I collect old books about industry, technology, construction, engineering and so on.
Mostly books in my native language, Swedish.
We have a great site where people sell and buy books but there is no way to search for when the book was released or what edition a book has.
I’m wondering if there is a way to make a small program and tell it to look for books on this site and if its possible to tell the program to look at a specific place on every sell add, for a specific number span. (like 1800-1900)
(I would also be able to look for editions. To search for a specific word at a specific place in every sell add).
The site is: www.bokborsen.se I’ve talked to them but they don’t have a solution at the moment, other that using the free text search ang go through every year. The problem is that many books have a year in the title but the book itself is newer.
To limit the search there is a category where I would like to look.
Category “Teknik”. Its Technology in Swedish.
I can find two different ways of viewing this category in the site.
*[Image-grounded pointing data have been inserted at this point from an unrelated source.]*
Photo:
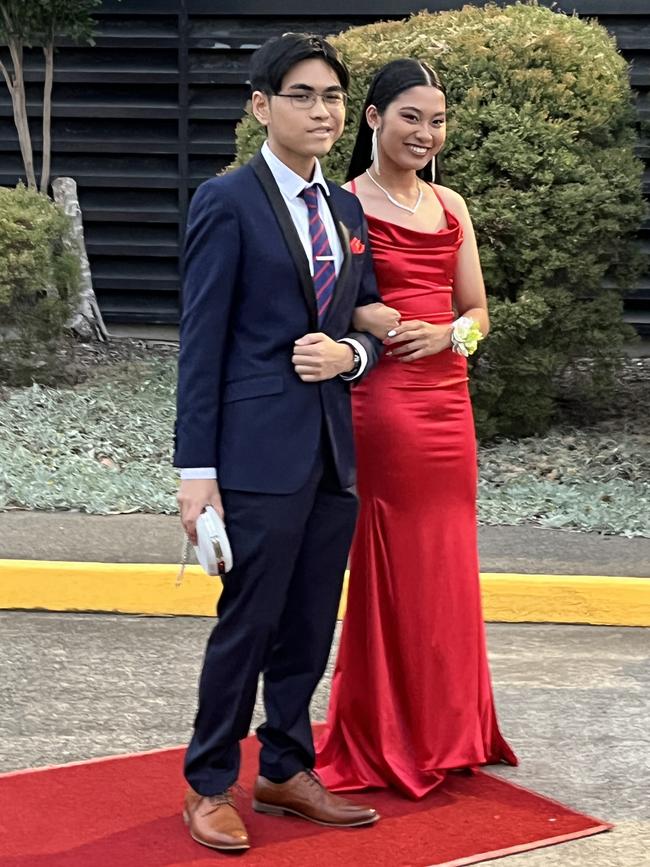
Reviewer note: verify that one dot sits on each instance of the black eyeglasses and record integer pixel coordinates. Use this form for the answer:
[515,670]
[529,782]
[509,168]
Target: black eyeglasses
[334,99]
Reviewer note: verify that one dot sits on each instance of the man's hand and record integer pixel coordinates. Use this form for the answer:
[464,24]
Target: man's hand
[316,357]
[193,496]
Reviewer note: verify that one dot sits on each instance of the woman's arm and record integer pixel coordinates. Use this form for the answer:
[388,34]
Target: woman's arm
[469,290]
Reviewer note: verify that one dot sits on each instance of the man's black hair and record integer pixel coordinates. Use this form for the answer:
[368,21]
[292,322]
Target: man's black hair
[271,62]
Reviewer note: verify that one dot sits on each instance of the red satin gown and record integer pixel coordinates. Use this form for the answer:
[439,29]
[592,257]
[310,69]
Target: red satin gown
[411,696]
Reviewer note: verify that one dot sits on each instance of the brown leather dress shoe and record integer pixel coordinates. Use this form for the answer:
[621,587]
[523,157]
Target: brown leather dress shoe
[304,795]
[214,821]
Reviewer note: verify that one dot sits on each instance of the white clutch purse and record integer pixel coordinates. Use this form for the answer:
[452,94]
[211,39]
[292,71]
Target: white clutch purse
[213,550]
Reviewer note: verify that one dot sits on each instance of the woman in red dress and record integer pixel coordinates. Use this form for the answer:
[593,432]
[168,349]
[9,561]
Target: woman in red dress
[411,696]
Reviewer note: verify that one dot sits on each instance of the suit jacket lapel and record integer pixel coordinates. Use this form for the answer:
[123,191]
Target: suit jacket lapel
[297,251]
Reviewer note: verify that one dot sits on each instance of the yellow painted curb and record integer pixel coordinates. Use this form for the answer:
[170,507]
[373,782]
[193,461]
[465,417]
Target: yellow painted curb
[143,588]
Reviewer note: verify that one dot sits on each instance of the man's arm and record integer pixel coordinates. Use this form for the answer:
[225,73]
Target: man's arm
[211,261]
[367,294]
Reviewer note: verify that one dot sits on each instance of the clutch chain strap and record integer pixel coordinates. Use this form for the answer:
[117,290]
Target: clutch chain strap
[185,556]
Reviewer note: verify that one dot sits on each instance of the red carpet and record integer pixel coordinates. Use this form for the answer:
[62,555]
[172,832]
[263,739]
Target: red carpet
[125,812]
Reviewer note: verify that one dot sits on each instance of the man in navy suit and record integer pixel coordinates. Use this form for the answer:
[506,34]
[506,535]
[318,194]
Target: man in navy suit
[277,258]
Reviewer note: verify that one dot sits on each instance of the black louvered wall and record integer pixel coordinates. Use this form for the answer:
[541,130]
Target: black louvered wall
[145,115]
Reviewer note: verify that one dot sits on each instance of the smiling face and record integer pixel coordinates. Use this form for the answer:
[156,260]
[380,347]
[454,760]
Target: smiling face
[297,133]
[412,129]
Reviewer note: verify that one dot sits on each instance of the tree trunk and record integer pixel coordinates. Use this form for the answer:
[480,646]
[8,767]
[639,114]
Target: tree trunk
[19,101]
[87,321]
[48,51]
[16,87]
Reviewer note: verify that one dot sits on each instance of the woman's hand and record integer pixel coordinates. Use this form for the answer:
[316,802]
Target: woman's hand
[375,318]
[415,339]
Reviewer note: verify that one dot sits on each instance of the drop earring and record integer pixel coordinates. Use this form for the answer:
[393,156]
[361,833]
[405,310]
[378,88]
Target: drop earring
[374,153]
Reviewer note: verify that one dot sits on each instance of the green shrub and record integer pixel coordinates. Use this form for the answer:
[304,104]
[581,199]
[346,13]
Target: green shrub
[540,143]
[39,279]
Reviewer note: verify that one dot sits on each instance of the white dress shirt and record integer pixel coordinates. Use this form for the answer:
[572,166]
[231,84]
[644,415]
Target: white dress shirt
[291,185]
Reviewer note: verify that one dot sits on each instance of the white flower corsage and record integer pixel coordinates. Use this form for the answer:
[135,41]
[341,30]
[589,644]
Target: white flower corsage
[465,336]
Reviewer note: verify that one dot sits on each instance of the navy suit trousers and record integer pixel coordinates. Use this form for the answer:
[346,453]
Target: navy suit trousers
[277,615]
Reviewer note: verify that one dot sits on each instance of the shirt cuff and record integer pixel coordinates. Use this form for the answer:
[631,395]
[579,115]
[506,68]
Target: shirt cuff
[363,355]
[198,473]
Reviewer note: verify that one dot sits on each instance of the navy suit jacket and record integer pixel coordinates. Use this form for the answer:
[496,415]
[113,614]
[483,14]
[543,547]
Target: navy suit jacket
[248,295]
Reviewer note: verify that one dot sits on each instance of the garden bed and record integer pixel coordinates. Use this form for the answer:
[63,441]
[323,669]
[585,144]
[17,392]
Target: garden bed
[104,447]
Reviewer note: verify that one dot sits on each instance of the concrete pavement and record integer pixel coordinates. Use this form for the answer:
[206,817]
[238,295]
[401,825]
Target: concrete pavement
[141,538]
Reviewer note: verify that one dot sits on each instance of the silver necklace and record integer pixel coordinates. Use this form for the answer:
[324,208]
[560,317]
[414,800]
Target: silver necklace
[394,201]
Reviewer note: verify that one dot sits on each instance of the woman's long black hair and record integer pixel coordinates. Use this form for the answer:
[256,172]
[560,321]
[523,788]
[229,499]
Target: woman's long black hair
[391,80]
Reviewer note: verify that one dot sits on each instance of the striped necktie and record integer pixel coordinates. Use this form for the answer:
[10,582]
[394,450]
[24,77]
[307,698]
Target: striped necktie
[323,258]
When selecting the category from a menu on the side the adress show: www.bokborsen.se/genre/65/teknik If I chose the same category from a drop down menu in the sites search tool the adress show: www.bokborsen.se/?g=65&c=0&q=&qa=&qt=&qi=&qs=&f=1&fi=&fd=&fs=&pb=&_s=created_at&_d=desc
The info about when the book was printed and what edition it is is most often stated in the first line under the book title or author.
So, if there is a way to filter my search on this line of text I could refine the search very much!
If this is possible, there must be some kind of result from the search? A text file copying the sell add info for every result so I can look it up?. Links to every result?. a html file with the resulting sell adds lined up with image and all?. Maybe a excel file?.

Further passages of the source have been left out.